The install and uninstall functions in the MASConstraint class are the core constraint adding methods, which will perform the conversion, addition or deletion of the system's native constraint objects. The core install function is parsed as follows:
- (void)install {
//如果已经被加载 直接返回
if (self.hasBeenInstalled) {
return;
}
//如果系统layout对象已经创建 直接添加之后 返回
if ([self supportsActiveProperty] && self.layoutConstraint) {
self.layoutConstraint.active = YES;
[self.firstViewAttribute.view.mas_installedConstraints addObject:self];
return;
}
//获取布局的视图与属性
MAS_VIEW *firstLayoutItem = self.firstViewAttribute.item;
NSLayoutAttribute firstLayoutAttribute = self.firstViewAttribute.layoutAttribute;
MAS_VIEW *secondLayoutItem = self.secondViewAttribute.item;
NSLayoutAttribute secondLayoutAttribute = self.secondViewAttribute.layoutAttribute;
//如果不是尺寸布局并且 相对视图不存在 默认对父视图进行相对布局
if (!self.firstViewAttribute.isSizeAttribute && !self.secondViewAttribute) {
secondLayoutItem = self.firstViewAttribute.view.superview;
secondLayoutAttribute = firstLayoutAttribute;
}
//创建布局对象
MASLayoutConstraint *layoutConstraint
= [MASLayoutConstraint constraintWithItem:firstLayoutItem
attribute:firstLayoutAttribute
relatedBy:self.layoutRelation
toItem:secondLayoutItem
attribute:secondLayoutAttribute
multiplier:self.layoutMultiplier
constant:self.layoutConstant];
//设置key和优先级
layoutConstraint.priority = self.layoutPriority;
layoutConstraint.mas_key = self.mas_key;
//设置约束对象对用于的视图
if (self.secondViewAttribute.view) {
//获取共同的父视图
MAS_VIEW *closestCommonSuperview = [self.firstViewAttribute.view mas_closestCommonSuperview:self.secondViewAttribute.view];
NSAssert(closestCommonSuperview,
@"couldn't find a common superview for %@ and %@",
self.firstViewAttribute.view, self.secondViewAttribute.view);
self.installedView = closestCommonSuperview;
} else if (self.firstViewAttribute.isSizeAttribute) {
self.installedView = self.firstViewAttribute.view;
} else {
self.installedView = self.firstViewAttribute.view.superview;
}
MASLayoutConstraint *existingConstraint = nil;
//更新约束的操作
if (self.updateExisting) {
existingConstraint = [self layoutConstraintSimilarTo:layoutConstraint];
}
if (existingConstraint) {
// just update the constant
existingConstraint.constant = layoutConstraint.constant;
self.layoutConstraint = existingConstraint;
} else {
//添加约束
[self.installedView addConstraint:layoutConstraint];
self.layoutConstraint = layoutConstraint;
[firstLayoutItem.mas_installedConstraints addObject:self];
}
}Four, a little trick
A function in Masonry worth learning, its role is to wrap any type of value with a layer of object, the function is as follows:
//值包装宏
#define MASBoxValue(value) _MASBoxValue(@encode(__typeof__((value))), (value))
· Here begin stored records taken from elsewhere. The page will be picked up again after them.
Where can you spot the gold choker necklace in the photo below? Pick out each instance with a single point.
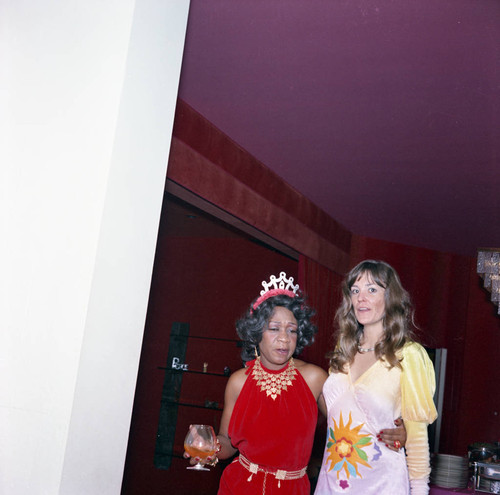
(274, 383)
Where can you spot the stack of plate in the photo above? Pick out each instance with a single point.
(449, 471)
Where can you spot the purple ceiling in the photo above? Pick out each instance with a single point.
(384, 113)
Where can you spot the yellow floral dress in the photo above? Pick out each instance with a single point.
(354, 461)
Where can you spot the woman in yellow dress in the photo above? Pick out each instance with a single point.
(377, 373)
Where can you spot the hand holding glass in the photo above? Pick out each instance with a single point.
(200, 442)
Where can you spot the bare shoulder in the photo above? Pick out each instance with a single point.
(314, 376)
(237, 380)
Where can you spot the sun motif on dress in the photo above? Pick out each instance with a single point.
(345, 447)
(274, 383)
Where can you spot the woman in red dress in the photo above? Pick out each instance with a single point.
(271, 405)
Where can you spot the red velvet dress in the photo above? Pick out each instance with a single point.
(273, 433)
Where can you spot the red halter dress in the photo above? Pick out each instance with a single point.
(272, 426)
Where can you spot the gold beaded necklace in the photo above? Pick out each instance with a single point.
(274, 383)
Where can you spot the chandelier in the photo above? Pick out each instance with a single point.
(488, 267)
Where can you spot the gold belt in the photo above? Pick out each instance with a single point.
(279, 474)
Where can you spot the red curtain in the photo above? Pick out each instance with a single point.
(322, 287)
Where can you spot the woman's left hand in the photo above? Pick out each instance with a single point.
(394, 438)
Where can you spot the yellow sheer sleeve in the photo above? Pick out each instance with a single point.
(418, 410)
(417, 385)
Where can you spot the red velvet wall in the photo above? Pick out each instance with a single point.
(207, 282)
(454, 312)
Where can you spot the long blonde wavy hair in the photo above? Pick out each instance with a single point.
(398, 321)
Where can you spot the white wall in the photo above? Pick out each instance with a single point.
(87, 96)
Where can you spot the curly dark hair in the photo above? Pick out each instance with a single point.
(399, 323)
(251, 326)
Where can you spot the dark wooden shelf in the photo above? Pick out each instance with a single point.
(190, 404)
(172, 370)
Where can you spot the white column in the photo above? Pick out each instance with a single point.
(87, 98)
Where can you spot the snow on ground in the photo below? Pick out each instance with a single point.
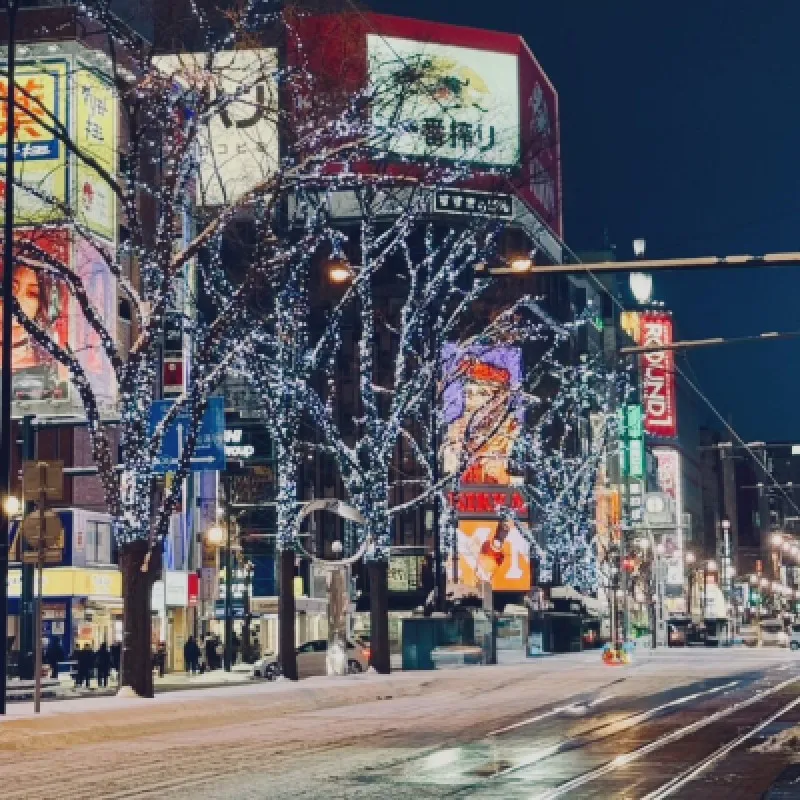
(292, 739)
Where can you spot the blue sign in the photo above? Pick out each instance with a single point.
(209, 451)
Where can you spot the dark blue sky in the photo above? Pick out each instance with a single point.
(681, 123)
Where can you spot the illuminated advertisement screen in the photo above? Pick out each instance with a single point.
(462, 104)
(668, 462)
(238, 148)
(482, 422)
(41, 157)
(36, 375)
(494, 551)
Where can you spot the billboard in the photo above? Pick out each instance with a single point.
(658, 375)
(36, 375)
(668, 461)
(238, 148)
(479, 412)
(463, 102)
(95, 111)
(495, 551)
(101, 288)
(41, 157)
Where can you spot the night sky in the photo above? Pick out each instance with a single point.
(681, 124)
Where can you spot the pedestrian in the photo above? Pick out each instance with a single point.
(103, 662)
(54, 655)
(211, 652)
(116, 649)
(191, 655)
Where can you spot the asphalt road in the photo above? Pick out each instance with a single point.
(687, 725)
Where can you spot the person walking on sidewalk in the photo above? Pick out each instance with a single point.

static inline id _MASBoxValue(const char *type, ...) {
va_list v;
va_start(v, type);
id obj = nil;
//进行类型判断 结构体包装成NSValue 基本类型包装成NSNumber
if (strcmp(type, @encode(id)) == 0) {
id actual = va_arg(v, id);
obj = actual;
} else if (strcmp(type, @encode(CGPoint)) == 0) {
CGPoint actual = (CGPoint)va_arg(v, CGPoint);
obj = [NSValue value:&actual withObjCType:type];
} else if (strcmp(type, @encode(CGSize)) == 0) {
CGSize actual = (CGSize)va_arg(v, CGSize);
obj = [NSValue value:&actual withObjCType:type];
} else if (strcmp(type, @encode(MASEdgeInsets)) == 0) {
MASEdgeInsets actual = (MASEdgeInsets)va_arg(v, MASEdgeInsets);
obj = [NSValue value:&actual withObjCType:type];
} else if (strcmp(type, @encode(double)) == 0) {
double actual = (double)va_arg(v, double);
obj = [NSNumber numberWithDouble:actual];
} else if (strcmp(type, @encode(float)) == 0) {
float actual = (float)va_arg(v, double);
obj = [NSNumber numberWithFloat:actual];
} else if (strcmp(type, @encode(int)) == 0) {
int actual = (int)va_arg(v, int);
obj = [NSNumber numberWithInt:actual];
} else if (strcmp(type, @encode(long)) == 0) {
long actual = (long)va_arg(v, long);
obj = [NSNumber numberWithLong:actual];
} else if (strcmp(type, @encode(long long)) == 0) {
long long actual = (long long)va_arg(v, long long);
obj = [NSNumber numberWithLongLong:actual];
} else if (strcmp(type, @encode(short)) == 0) {
short actual = (short)va_arg(v, int);
obj = [NSNumber numberWithShort:actual];
} else if (strcmp(type, @encode(char)) == 0) {
char actual = (char)va_arg(v, int);
obj = [NSNumber numberWithChar:actual];
} else if (strcmp(type, @encode(bool)) == 0) {
bool actual = (bool)va_arg(v, int);
obj = [NSNumber numberWithBool:actual];
} else if (strcmp(type, @encode(unsigned char)) == 0) {
unsigned char actual = (unsigned char)va_arg(v, unsigned int);
obj = [NSNumber numberWithUnsignedChar:actual];
} else if (strcmp(type, @encode(unsigned int)) == 0) {
unsigned int actual = (unsigned int)va_arg(v, unsigned int);
obj = [NSNumber numberWithUnsignedInt:actual];
} else if (strcmp(type, @encode(unsigned long)) == 0) {
unsigned long actual = (unsigned long)va_arg(v, unsigned long);
obj = [NSNumber numberWithUnsignedLong:actual];
} else if (strcmp(type, @encode(unsigned long long)) == 0) {
unsigned long long actual = (unsigned long long)va_arg(v, unsigned long long);
obj = [NSNumber numberWithUnsignedLongLong:actual];
} else if (strcmp(type, @encode(unsigned short)) == 0) {
unsigned short actual = (unsigned short)va_arg(v, unsigned int);
obj = [NSNumber numberWithUnsignedShort:actual];
}
va_end(v);
return obj;
}
Where @encode() is a compile-time feature that converts the incoming type to a standard OC type string.